THE SECURITY ADVISER
By RICHARD A. CLARKE
Imagine with me a nation's security leaders sitting around the conference table being briefed on the progress of things in Iraq. They celebrate the overwhelming victory of their favorites in the Iraqi elections. They are pleased with the effectiveness of their huge investment in building schools and hospitals in Shiite communities. They are delighted that the thousands of their security forces in Iraq are doing well, with few casualties. The nation? Iran.
Yes, Iran, the nation the Bush administration calls the greatest state sponsor of terrorism, is having some good days, largely at our expense. In the 1980's, Iran suffered an estimated one million casualties in a seven-year war against Iraq. From Iran's perspective, the purpose of the war was to place Iraq's majority Shiite religious faction in charge, to unseat Saddam Hussein, to protect the Shiite holy places and, perhaps, to get its hands on Iraq's vast oil deposits. The costly war ended in a draw, after the two sides exhausted themselves. Seventeen years later, Iran has now achieved three of those four war goals, thanks to 13,000 American casualties and scores of billions of American-taxpayer dollars.
Unlike American aid to Iraq, Iran's assistance is having little problem getting through. Estimated at many hundreds of millions of dollars per year, Iranian aid has a low overhead and is buying Tehran influence in Shiite communities. Intelligence sources report that Iran's secret service and Revolutionary Guards have heavily infiltrated Iraq, with perhaps as many as 5,000 personnel. That would make Iran the third-largest force in the coalition, but it does not, of course, participate in the coalition. Iran operates on its own agenda in Iraq. Iran's goal is to have a government in Baghdad under strong Iranian influence, not to create a mirror image of Tehran. Grand Ayatollah Ali al-Sistani is widely agreed to be the most influential person in Iraq. He and many of the new leaders of Iraq spent many years living in Iran, with the help of the Tehran government.
European and American pressure on Syria has driven President Bashar al-Assad into the arms of Tehran. Although Syria's forces may withdraw from Lebanon, the Hezbollah terrorist force created by Iran will stay and has now gained Washington's acceptance as a legitimate Lebanese political party. Hezbollah is widely believed to have been responsible for the terrorist murders of more than 300 Americans in Lebanon and Saudi Arabia, as well as many Israelis.

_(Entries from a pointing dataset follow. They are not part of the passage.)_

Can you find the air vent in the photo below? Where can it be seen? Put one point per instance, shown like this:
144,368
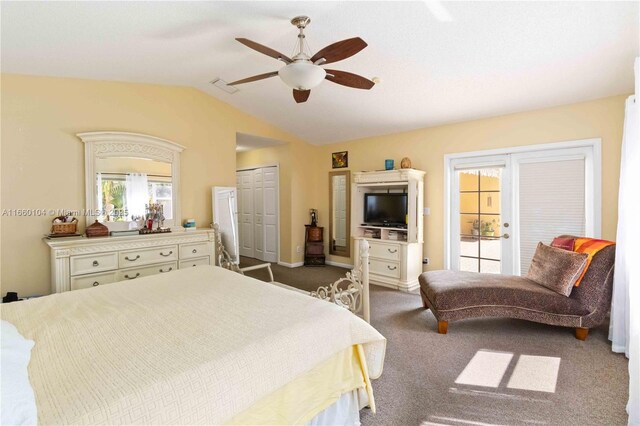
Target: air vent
222,85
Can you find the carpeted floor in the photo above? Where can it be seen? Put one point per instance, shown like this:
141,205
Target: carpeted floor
418,384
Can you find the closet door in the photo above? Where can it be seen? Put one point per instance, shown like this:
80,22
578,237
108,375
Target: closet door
258,214
270,213
246,214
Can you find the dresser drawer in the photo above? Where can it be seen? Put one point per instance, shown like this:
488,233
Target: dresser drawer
86,264
385,268
384,251
93,280
189,251
130,258
145,271
194,262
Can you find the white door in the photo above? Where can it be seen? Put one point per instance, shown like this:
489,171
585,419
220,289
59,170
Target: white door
225,214
246,214
480,223
258,214
270,213
501,206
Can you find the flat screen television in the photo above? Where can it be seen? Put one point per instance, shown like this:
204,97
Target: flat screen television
385,209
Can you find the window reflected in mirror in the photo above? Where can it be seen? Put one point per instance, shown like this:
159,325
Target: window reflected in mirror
340,213
126,185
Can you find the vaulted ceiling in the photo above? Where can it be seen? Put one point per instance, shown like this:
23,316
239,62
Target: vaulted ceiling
438,62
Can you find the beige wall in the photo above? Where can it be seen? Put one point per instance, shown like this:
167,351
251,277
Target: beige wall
602,118
43,161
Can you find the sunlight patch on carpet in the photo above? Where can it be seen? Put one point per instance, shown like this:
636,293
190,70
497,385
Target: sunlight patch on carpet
536,373
486,368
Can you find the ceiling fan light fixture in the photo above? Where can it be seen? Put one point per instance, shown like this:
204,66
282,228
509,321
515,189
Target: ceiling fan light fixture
302,75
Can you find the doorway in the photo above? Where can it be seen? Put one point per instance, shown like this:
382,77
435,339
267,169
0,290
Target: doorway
258,213
501,203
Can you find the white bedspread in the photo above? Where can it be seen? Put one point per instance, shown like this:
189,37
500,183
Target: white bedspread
193,346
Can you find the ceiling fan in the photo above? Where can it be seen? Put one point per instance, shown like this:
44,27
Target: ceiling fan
303,72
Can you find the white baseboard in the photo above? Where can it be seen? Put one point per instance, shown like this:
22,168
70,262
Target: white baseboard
338,264
291,265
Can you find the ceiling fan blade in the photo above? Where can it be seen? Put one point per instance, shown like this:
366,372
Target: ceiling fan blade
348,79
341,50
254,78
264,50
301,95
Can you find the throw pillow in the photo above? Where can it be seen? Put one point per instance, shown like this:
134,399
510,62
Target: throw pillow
564,243
556,269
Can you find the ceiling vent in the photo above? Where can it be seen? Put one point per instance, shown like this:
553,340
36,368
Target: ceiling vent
222,85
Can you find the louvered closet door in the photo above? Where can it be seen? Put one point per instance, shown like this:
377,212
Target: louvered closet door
270,213
551,199
246,214
258,214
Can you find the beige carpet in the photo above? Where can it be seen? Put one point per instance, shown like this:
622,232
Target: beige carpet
418,386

With oil costing more than $50 a barrel, the money keeps on flowing into Tehran's treasury. Western oil companies, including a Halliburton subsidiary, work with the Iranians, planning new oil pipelines to increase their output. The hope of American national security planners has been for democracy to flourish in Iran. Unfortunately, when a progressive parliament was elected, the ruling mullahs vetoed its actions and then stacked it with their supporters. There will soon be another election in Iran, but it is likely to be fixed by the mullahs.
Iran's nuclear strategists are also succeeding. President Bush has agreed to give Iran trade concessions to get it to abide by nuclear-nonproliferation agreements. Optimists think such concessions will halt the Iranian nuclear weapons program and buy agreement to a reliable inspection regime. Cynics suggest that Iran is playing for time to finish making bombs in hidden facilities. Either outcome, trade concessions or nuclear weapons, will strengthen Iran.
The president recently said that reports of the United States preparing to attack Iran were ''simply ridiculous.'' He then quickly added, ''All options are on the table.'' There are reports that Pentagon planners, reacting to the prospect of drawn-out negotiations, are developing strike packages to take out W.M.D. sites in Iran. Some planners say such strikes would cause the people to overthrow the mullahs. Actually, if we struck Iran, I think we would unite it, trigger a spasm of terrorist attacks against America and Israel and start another war for which we have no exit strategy. Thus, we need an honest national dialogue now on how much we feel threatened by Iran and what the least-bad approaches to mitigating that threat are.